Ainda sobre os premiados, os documentários Lixo
Extraordinário, escolhido pelo público, e Leite e Ferro,
pelo júri, deixam clara a inclinação por um cinema “social”. Aí
volta-se para uma questão antiga, de anos, sobre como lidamos
com a herança do Cinema Novo e a demanda atual pela “qualidade”,
pela profissionalização, pelo cinema “fácil”, de grande público.

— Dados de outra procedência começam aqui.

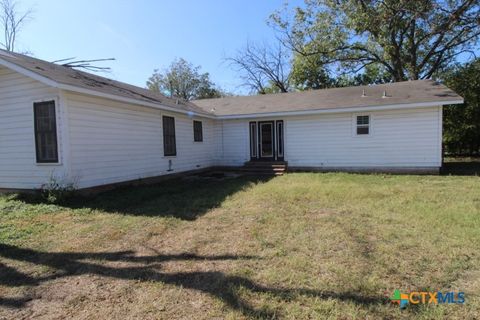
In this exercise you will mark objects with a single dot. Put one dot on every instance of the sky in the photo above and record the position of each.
(143, 35)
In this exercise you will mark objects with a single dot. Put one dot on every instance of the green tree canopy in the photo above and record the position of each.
(462, 122)
(409, 39)
(183, 80)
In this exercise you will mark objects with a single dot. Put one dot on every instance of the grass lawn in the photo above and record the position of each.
(299, 246)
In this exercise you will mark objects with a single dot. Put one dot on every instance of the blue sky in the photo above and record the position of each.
(143, 35)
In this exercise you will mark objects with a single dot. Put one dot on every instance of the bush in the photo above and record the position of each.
(57, 190)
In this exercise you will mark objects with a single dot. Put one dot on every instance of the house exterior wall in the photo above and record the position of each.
(102, 141)
(113, 142)
(18, 167)
(407, 138)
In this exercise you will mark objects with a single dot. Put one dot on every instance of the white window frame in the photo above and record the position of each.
(370, 125)
(58, 118)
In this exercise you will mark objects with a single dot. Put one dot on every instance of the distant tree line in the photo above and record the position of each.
(335, 43)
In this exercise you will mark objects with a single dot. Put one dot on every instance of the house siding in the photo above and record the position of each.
(399, 139)
(102, 141)
(18, 167)
(113, 142)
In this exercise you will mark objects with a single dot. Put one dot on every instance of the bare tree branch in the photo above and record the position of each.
(263, 67)
(12, 22)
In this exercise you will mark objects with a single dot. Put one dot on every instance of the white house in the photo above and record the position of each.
(75, 126)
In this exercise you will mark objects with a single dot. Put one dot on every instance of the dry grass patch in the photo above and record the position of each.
(297, 246)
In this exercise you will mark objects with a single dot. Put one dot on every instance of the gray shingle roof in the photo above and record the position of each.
(407, 92)
(84, 80)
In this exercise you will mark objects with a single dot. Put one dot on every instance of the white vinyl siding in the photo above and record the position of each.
(402, 138)
(113, 142)
(18, 166)
(101, 141)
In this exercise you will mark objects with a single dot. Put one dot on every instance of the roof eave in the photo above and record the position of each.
(340, 110)
(67, 87)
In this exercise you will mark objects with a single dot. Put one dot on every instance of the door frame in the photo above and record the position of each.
(272, 124)
(254, 129)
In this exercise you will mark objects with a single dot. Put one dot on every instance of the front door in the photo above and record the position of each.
(266, 139)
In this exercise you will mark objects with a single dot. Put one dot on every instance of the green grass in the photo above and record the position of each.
(302, 245)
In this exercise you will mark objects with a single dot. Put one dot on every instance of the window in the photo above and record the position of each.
(45, 125)
(197, 131)
(169, 144)
(363, 125)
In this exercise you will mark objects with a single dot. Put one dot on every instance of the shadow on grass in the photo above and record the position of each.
(461, 168)
(217, 284)
(184, 198)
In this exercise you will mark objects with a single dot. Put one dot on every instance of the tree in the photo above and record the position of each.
(182, 80)
(409, 39)
(12, 22)
(263, 68)
(372, 74)
(462, 122)
(309, 73)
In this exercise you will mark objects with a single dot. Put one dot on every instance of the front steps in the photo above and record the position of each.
(276, 168)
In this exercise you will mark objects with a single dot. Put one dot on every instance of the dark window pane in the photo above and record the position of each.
(362, 130)
(169, 144)
(45, 132)
(197, 131)
(363, 120)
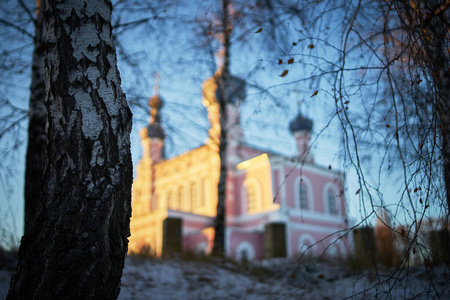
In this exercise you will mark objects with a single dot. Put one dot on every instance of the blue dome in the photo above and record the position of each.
(155, 131)
(301, 123)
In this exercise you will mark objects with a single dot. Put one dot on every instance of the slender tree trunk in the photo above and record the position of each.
(78, 242)
(37, 140)
(428, 23)
(222, 94)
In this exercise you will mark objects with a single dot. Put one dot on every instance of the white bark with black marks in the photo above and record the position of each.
(78, 242)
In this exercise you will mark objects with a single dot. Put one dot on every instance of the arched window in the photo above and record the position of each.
(245, 251)
(170, 200)
(331, 201)
(194, 196)
(180, 199)
(303, 196)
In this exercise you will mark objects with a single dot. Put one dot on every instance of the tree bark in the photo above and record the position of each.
(428, 23)
(37, 140)
(222, 90)
(77, 244)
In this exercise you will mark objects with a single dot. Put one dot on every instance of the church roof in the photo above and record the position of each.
(301, 123)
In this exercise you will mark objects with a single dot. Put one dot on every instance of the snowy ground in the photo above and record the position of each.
(274, 279)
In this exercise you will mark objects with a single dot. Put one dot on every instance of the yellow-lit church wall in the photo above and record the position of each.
(184, 183)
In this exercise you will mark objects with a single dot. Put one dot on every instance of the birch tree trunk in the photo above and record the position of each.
(76, 247)
(37, 140)
(222, 97)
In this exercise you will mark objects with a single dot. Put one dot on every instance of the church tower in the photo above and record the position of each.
(152, 136)
(301, 128)
(152, 140)
(235, 95)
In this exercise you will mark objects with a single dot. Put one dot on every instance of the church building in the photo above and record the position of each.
(275, 205)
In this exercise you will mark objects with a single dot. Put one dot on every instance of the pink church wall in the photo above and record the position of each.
(256, 239)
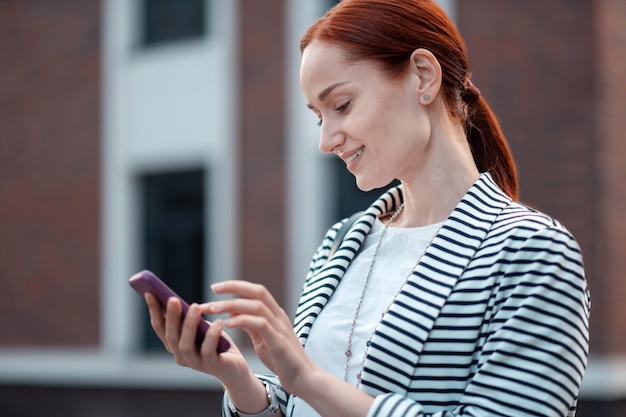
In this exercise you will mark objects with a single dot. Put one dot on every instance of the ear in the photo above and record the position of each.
(428, 70)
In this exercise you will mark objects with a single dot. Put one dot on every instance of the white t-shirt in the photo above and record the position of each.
(328, 338)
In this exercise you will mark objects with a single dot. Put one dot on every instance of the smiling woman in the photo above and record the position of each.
(446, 297)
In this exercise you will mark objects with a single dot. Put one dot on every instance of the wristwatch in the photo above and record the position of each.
(270, 411)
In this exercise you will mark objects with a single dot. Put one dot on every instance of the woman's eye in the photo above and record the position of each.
(343, 107)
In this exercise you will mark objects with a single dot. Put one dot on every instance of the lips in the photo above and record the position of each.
(355, 155)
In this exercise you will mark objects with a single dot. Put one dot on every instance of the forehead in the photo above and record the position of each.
(324, 64)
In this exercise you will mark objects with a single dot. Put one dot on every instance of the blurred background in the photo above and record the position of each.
(172, 135)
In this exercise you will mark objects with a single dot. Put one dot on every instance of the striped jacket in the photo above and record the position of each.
(492, 322)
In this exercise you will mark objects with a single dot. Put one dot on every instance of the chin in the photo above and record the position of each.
(365, 185)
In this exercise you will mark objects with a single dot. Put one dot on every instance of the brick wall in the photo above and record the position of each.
(535, 62)
(262, 164)
(49, 172)
(610, 115)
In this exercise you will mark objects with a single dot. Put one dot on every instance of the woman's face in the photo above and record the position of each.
(374, 123)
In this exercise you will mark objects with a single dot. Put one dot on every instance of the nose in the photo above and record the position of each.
(330, 139)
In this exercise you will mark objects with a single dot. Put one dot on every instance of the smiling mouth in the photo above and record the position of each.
(355, 155)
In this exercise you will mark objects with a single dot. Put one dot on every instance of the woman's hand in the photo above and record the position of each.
(269, 328)
(178, 336)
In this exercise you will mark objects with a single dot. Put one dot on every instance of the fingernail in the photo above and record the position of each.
(216, 307)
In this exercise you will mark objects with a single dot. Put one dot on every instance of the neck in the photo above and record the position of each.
(432, 194)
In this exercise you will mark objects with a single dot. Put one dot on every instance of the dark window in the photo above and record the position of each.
(174, 235)
(173, 20)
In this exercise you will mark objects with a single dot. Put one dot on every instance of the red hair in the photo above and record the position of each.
(388, 31)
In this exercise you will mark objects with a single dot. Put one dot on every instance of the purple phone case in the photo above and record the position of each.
(146, 281)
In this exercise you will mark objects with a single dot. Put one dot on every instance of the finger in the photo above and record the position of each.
(237, 306)
(172, 324)
(157, 321)
(187, 341)
(211, 339)
(248, 290)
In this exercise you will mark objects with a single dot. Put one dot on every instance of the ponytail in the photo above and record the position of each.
(487, 142)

As bases não são concretas, ou não estão – ou não carecem de ser
definidas. Se Paulínia coloca produções suas e de fora do pólo
na sua vitrine, a fim de fertilizar uma dinâmica de fluxo de lançamentos
(bem-sucedidos), talvez ela esteja arriscando tudo, como os protótipos
de foguetes que eram lançados ao erro, explosões e fiascos aéreos,
até que conseguissem fazer a primeira nave propulsada ir ao alto
espaço. Mas a NASA tinha um projeto acertado. Querer fomentar
a produção de cinema de público e seu mercado no Brasil é como
querer ir à Lua sem que se saiba como: se a pé, de bicicleta,
trem, avião, escada, corda, ou de carona. Um bom começo,
para Paulínia, seu pólo e festival, talvez seja barrar os filmes
inúteis, aberrações visuais, que só sedimentam idéias prontas
sobre a precariedade dos filmes nacionais.
* * *
400 contra 1,
de Caco Souza (São Paulo, 2010)
Voltando
ao filme exibido na noite de encerramento. Filme bem típico de
nosso momento, com cineasta visivelmente cinéfilo, mas bastante
perdido, utilizando uma lógica de colagem cuja soma só adensa
a confusão narrativa, com narrador tentando a tarefa inglória
de organizar o caos, o longa captura para si tanto elementos do
nosso cinema até alguns itens do cinema de gênero americano. O
tema é a história de William da Silva Lima, e da organização criminosa
que surgiu nos anos 70 como resultado da fusão entre repressão
política e banditismo. Parte-se da referência ao Cinema Novo (torta,
como boa parte do que foi reverenciado e negado do CN a partir
dos anos 90) para chegar à estética fashion que até deu
certo em Cidade de Deus, que era já uma transposição “à
brasileira” do cinema de gângster americano. Nada contra as referências
(Tarantino puxa todo tipo de cinema e faz maravilhas, criando
um novo estilo mais a ver com o presente do que com as emulações),
mas neste longa de Caco Souza, soma de estilhaços orientados por
vinhetas e narração estilosas, temos um dos piores trabalhos do
cinema brasileiro recente. Vejamos bem: ator de renome, tema “forte”,
ritmo ágil, produção bem cuidada (onerosa) e o desastre total.
Por quê? Uma dica é o diretor. Por isso, ao colocar 3,5 porcarias
de filmes em sua grade, o Festival de Paulínia desvaloriza a importância
do diretor, que até pode atenuar as falhas de roteiro que ainda
parecem quase onipresentes em boa parte das obras de enredo. 400
contra 1 está, na verdade, contra todos. Mas não esconde isso.